USPTO Trademark Cancellation Petition: Protecting a Cannabinoid Brand's Core Mark
Successful cancellation of a competing registrant's federal trademark that was creating market confusion for an established cannabinoid brand.
Confidential — Cannabinoid Brand
The Challenge
The Challenge
A Colorado-based hemp/CBD company had built a nationally recognized brand under a single-word trade name used in commerce since 2018. The brand was federally registered for dietary supplements but not for hemp-derived cannabinoids — a common gap in early hemp brand IP strategies given the USPTO's prior reluctance to register cannabis-adjacent goods.
In 2024, a competing registrant obtained a USPTO registration for a confusingly similar mark in the cannabinoid product class, then sent cease-and-desist letters to the client's top three wholesale distributors, claiming infringement. Two distributors suspended orders pending resolution. The client faced potential revenue disruption of approximately $1.1M per quarter if the distributor relationships were not restored quickly.
Our Approach
Our Approach
Cancellation Petition. Hoban Law Group filed a Petition for Cancellation before the Trademark Trial and Appeal Board (TTAB) on three grounds: (1) likelihood of confusion with the client's prior-use mark under §2(d) of the Lanham Act; (2) fraud on the USPTO — the registrant had made material misrepresentations in its Statement of Use regarding continuous commercial use in commerce; (3) the registrant's mark was merely descriptive under §2(e)(1).
Priority Evidence Assembly. We assembled a comprehensive priority file: client's 2018 first-use specimens (sales invoices, photographs of products in commerce), third-party press coverage, and consumer declarations attesting to brand recognition and confusion. The priority date predated the respondent's constructive use date by 4 years.
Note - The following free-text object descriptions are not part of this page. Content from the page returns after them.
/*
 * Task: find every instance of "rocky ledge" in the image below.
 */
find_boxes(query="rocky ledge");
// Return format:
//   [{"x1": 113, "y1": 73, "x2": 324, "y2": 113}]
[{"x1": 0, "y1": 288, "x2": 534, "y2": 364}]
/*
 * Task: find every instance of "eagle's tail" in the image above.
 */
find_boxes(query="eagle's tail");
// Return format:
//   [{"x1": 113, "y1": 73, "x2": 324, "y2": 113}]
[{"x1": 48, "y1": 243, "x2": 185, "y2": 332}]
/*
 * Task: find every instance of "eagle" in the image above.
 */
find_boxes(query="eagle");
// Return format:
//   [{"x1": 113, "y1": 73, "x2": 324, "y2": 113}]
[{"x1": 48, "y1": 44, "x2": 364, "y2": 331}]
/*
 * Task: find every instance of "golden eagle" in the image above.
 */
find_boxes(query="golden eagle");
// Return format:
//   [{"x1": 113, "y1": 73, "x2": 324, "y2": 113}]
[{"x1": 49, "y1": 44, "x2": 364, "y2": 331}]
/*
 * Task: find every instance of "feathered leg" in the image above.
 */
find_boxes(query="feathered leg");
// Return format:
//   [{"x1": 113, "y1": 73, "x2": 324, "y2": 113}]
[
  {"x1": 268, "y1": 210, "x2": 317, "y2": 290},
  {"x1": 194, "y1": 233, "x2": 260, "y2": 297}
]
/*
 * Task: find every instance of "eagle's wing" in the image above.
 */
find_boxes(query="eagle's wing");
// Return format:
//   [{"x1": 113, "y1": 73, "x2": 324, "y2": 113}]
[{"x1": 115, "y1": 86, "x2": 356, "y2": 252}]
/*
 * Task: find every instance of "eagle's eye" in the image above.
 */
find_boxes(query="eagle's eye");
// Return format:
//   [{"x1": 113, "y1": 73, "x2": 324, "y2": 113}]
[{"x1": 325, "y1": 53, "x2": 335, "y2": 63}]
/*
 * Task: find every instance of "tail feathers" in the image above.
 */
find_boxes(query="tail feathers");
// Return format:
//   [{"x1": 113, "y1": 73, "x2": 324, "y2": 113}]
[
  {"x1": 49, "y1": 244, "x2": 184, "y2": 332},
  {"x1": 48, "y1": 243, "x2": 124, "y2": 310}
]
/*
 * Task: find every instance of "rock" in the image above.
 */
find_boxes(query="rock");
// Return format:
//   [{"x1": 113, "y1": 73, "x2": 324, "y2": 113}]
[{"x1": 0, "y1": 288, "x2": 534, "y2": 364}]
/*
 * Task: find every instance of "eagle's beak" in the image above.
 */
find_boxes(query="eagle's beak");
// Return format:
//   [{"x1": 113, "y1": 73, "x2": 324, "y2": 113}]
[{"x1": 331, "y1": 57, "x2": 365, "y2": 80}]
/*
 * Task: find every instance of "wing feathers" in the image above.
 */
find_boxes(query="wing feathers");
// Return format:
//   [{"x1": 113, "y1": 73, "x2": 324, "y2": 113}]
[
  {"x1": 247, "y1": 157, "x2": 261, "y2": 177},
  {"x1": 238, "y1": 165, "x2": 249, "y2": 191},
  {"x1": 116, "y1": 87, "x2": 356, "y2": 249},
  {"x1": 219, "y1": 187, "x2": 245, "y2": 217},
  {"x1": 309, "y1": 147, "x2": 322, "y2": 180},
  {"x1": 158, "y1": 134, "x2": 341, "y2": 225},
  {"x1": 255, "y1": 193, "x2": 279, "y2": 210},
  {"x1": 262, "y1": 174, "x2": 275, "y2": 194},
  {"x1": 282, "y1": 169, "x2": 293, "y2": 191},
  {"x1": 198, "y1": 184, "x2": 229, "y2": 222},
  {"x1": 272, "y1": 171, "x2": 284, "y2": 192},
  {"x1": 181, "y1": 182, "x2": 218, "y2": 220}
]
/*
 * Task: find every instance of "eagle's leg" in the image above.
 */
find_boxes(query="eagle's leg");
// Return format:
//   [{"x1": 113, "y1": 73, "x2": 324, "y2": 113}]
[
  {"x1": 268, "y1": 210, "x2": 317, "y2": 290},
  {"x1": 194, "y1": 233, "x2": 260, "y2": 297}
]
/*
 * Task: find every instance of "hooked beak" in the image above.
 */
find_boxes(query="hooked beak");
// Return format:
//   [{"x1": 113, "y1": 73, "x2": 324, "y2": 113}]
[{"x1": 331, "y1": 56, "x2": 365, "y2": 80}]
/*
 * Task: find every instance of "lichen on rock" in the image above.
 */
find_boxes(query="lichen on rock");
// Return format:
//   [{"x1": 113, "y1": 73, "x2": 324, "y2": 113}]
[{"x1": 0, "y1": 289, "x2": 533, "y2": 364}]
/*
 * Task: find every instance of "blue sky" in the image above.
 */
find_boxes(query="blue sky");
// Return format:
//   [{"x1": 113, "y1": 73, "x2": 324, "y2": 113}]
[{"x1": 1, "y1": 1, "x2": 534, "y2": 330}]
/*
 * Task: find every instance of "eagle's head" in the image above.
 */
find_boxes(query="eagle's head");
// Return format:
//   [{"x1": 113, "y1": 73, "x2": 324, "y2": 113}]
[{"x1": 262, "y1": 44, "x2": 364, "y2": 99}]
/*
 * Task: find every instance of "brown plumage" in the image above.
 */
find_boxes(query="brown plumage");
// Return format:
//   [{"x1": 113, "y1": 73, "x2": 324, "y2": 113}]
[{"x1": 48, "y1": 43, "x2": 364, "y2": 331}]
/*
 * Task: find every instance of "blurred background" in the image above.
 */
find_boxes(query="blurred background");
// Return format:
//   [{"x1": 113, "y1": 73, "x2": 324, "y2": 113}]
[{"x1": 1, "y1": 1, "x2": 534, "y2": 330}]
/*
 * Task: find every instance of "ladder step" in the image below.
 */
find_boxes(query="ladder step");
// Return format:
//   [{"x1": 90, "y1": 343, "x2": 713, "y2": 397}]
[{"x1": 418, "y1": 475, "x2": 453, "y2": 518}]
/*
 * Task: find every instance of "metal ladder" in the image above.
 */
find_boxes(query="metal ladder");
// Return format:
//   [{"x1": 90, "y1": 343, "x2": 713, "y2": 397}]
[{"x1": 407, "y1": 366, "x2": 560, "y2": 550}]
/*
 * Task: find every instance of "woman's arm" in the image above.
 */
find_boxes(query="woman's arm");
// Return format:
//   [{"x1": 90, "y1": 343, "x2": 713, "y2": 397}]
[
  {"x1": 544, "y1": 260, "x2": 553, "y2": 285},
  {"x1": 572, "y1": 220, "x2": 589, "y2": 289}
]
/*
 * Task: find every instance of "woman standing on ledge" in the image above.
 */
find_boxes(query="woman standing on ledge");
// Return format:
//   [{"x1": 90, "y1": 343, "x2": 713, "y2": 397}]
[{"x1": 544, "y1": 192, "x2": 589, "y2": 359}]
Distributor Communication. In parallel, Bob Hoban issued a written response to the competing registrant's attorneys asserting the client's priority rights and demanding that the cease-and-desist letters be retracted. We provided the client's wholesale distributors with a legal opinion letter summarizing the priority position — enabling both distributors to resume orders within 30 days pending TTAB resolution.
TTAB Briefing. We filed the opening brief and accompanying evidence compendium, incorporating consumer survey data demonstrating measurable confusion between the two marks in the cannabinoid market segment.
The Outcome
The Outcome
The TTAB granted the cancellation petition 11 months after filing, sustaining the likelihood of confusion ground. The respondent's registration was cancelled in full.
Both wholesale distributors fully restored the client's orders. Hoban Law Group then prosecuted a new federal trademark application for the client in the cannabinoid product class — a registration that was previously unavailable due to USPTO policy but became viable following the hemp-derived cannabinoid clarification guidance in 2023.
The client now holds two federal registrations: the original dietary supplement mark and the new cannabinoid mark, creating a comprehensive IP portfolio for its core brand.